LatourneeG. H. Fretwell est un auteur anglais qui vient de publier un nouveau roman, « Sans K ». Sa renommée reste limitée et son éditeur l’envoie faire une tournée de dédicaces dans des librairies à travers le pays. Il quitte sa femme, qui ne semble pas bouleversée par son absence, muni d’un sac pour ses affaires personnelles et d’une valise où il a stocké plusieurs exemplaires de son livre. Mais dès son arrivée à la gare de son premier arrêt, un homme, se faisant passer pour un porteur, lui dérobe sa valise. Fretwell va porter plainte à la police puis rejoint la librairie où il doit signer son roman. Mais la foule ne se presse pas, peut-être à cause de la pluie, et il a donc l’occasion de discuter avec la jeune femme de la librairie, qui se fait une joie d’aller manger dans un restaurant couru dans la soirée, ayant reçu plus tôt une invitation inattendue. Mais le lendemain, alors qu’il est dans une autre librairie où sa séance de dédicaces n’a pas plus de succès, Fretwell reçoit la visite de deux policiers et apprend que la jeune librairie de la veille a disparu …

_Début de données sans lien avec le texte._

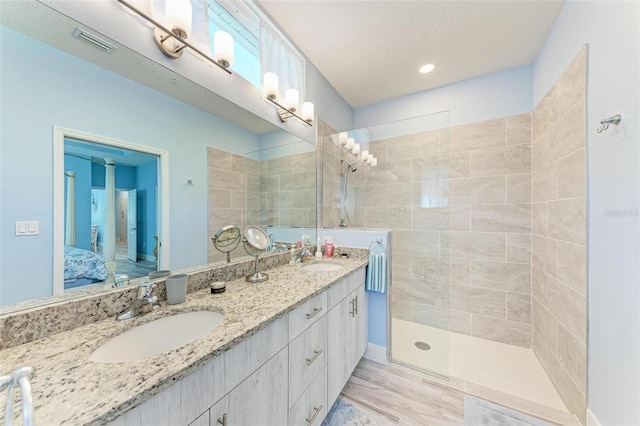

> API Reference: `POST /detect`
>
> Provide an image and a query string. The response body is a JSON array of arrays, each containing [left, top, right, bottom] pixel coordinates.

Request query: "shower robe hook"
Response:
[[596, 114, 622, 133]]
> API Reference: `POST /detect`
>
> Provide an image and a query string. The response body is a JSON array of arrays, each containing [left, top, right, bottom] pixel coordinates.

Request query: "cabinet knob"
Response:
[[307, 349, 322, 365], [305, 405, 322, 426], [307, 306, 322, 319]]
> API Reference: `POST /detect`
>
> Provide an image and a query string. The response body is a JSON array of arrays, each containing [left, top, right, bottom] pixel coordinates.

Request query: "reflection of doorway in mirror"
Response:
[[116, 191, 129, 243], [54, 128, 168, 294]]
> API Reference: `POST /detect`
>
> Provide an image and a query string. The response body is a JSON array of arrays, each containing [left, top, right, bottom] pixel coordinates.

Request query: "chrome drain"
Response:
[[415, 342, 431, 351]]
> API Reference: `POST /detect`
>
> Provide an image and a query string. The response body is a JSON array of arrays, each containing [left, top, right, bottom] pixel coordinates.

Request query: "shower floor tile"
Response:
[[391, 319, 567, 412]]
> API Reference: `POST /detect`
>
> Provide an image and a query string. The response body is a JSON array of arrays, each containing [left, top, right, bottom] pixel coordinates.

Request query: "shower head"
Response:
[[340, 160, 358, 173]]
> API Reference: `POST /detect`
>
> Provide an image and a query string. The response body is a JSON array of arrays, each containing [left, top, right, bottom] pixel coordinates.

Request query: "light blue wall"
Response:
[[533, 1, 640, 425], [0, 26, 259, 304], [353, 65, 532, 128], [136, 162, 158, 259], [64, 155, 91, 250]]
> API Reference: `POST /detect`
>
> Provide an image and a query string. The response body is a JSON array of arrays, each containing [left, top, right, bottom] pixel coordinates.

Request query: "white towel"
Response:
[[365, 253, 387, 293]]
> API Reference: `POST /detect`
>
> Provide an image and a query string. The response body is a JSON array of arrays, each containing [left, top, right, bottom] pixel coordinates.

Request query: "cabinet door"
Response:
[[289, 316, 327, 406], [209, 348, 288, 426], [327, 295, 354, 406], [349, 284, 369, 366]]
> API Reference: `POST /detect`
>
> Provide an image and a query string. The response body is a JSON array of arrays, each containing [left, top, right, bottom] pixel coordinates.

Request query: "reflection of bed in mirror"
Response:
[[64, 246, 108, 289]]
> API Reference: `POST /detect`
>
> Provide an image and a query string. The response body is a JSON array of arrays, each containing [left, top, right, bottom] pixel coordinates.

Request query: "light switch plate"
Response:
[[16, 220, 40, 237]]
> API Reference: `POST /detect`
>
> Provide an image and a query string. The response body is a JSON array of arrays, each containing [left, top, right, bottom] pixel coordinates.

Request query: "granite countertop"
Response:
[[0, 257, 367, 425]]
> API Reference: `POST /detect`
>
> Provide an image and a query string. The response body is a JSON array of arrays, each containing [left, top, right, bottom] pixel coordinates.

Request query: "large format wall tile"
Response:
[[507, 113, 531, 145], [448, 176, 507, 204], [507, 234, 531, 263], [549, 197, 587, 244], [440, 232, 506, 260], [440, 119, 506, 152], [362, 113, 532, 346], [531, 47, 587, 424], [471, 204, 531, 233], [472, 315, 531, 348], [470, 144, 531, 177], [531, 235, 558, 276], [471, 260, 531, 294], [558, 241, 587, 296]]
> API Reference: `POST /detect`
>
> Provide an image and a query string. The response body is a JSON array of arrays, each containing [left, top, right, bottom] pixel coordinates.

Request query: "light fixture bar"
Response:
[[264, 97, 313, 126], [116, 0, 231, 74]]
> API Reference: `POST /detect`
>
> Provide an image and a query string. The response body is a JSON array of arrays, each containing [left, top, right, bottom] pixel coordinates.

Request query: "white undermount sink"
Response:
[[89, 311, 224, 364], [302, 262, 342, 272]]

Avec mon résumé, on pourrait penser qu’il s’agit d’une histoire policière mais en fait, c’est bien plus que ça. En fait, je n’avais aucune idée du sujet mais en voyant sur cette couverture ce petit bonhomme tout seul au milieu de ces énormes piles de livres, je n’ai pas pu résister ! En plus, j’aime beaucoup ce que fait Andi Watson, même si j’ai été déçue par Points de chute alors que j’avais été charmée par Slow news day, Breakfast after noon et Ruptures. On retrouve ici son nouveau style graphique mais qui a encore évolué depuis Points de chute … ici, il n’y a plus que du noir et blanc, des traits simples, des personnages représentés de façon un peu naïve et des décors très anglais (des rues pluvieuses, de vieilles maisons, des librairies croulant sous les livres). C’est étonnant de voir que des visages aussi simplifiés peuvent montrer sans problème des sentiments. Si je n’avais été convaincue précédemment, cette fois, le dessin me convient plutôt bien et j’ai tout de suite été touchée par le personnage de Fretwell et sa face lunaire. Il paraît tellement gentil, tellement respectueux. Mais ce pauvre homme effacé n’a vraiment pas de chance : après le vol de sa valise, sa tournée de dédicaces ne marche pas du tout, les gens le traitent plus ou moins bien et son voyage est terni par des disparitions de femmes et l’enquête qui en découle. Même la météo semble lui mettre des bâtons dans les roues ! Le récit qui débute de façon classique va prendre un tour un peu étrange qui m’a vaguement rappelé le film Brazil … les choses tournent mal et les interprétations des choses peuvent pourrir la vie de quelqu’un d’innocent (ou pas ?). On se croirait plongé dans un cauchemar à part que c’est la réalité vécue par Fretwell et celui-ci reste pourtant toujours respectueux et essaie de rendre service à tout le monde. Au fil des pages, j’ai espèré voir les choses s’arranger pour cet auteur poissard et j’avais donc envie d’avancer dans l’histoire, de savoir ce qui allait se passer. Mais arrivée à la fin, je suis restée un peu perplexe : je n’ai pas trouvé la réponse à plusieurs de mes questions (à moins que je n’ai rien compris à l’histoire) et c’était un peu frustrant ! Mais l’attitude de Fretwell est très british et l’absurde est encore bien présent dans le dénouement donc ça compense un peu ma frustration. En tout cas, j’ai beaucoup aimé voyager à côté de ce charmant auteur anglais très gentleman.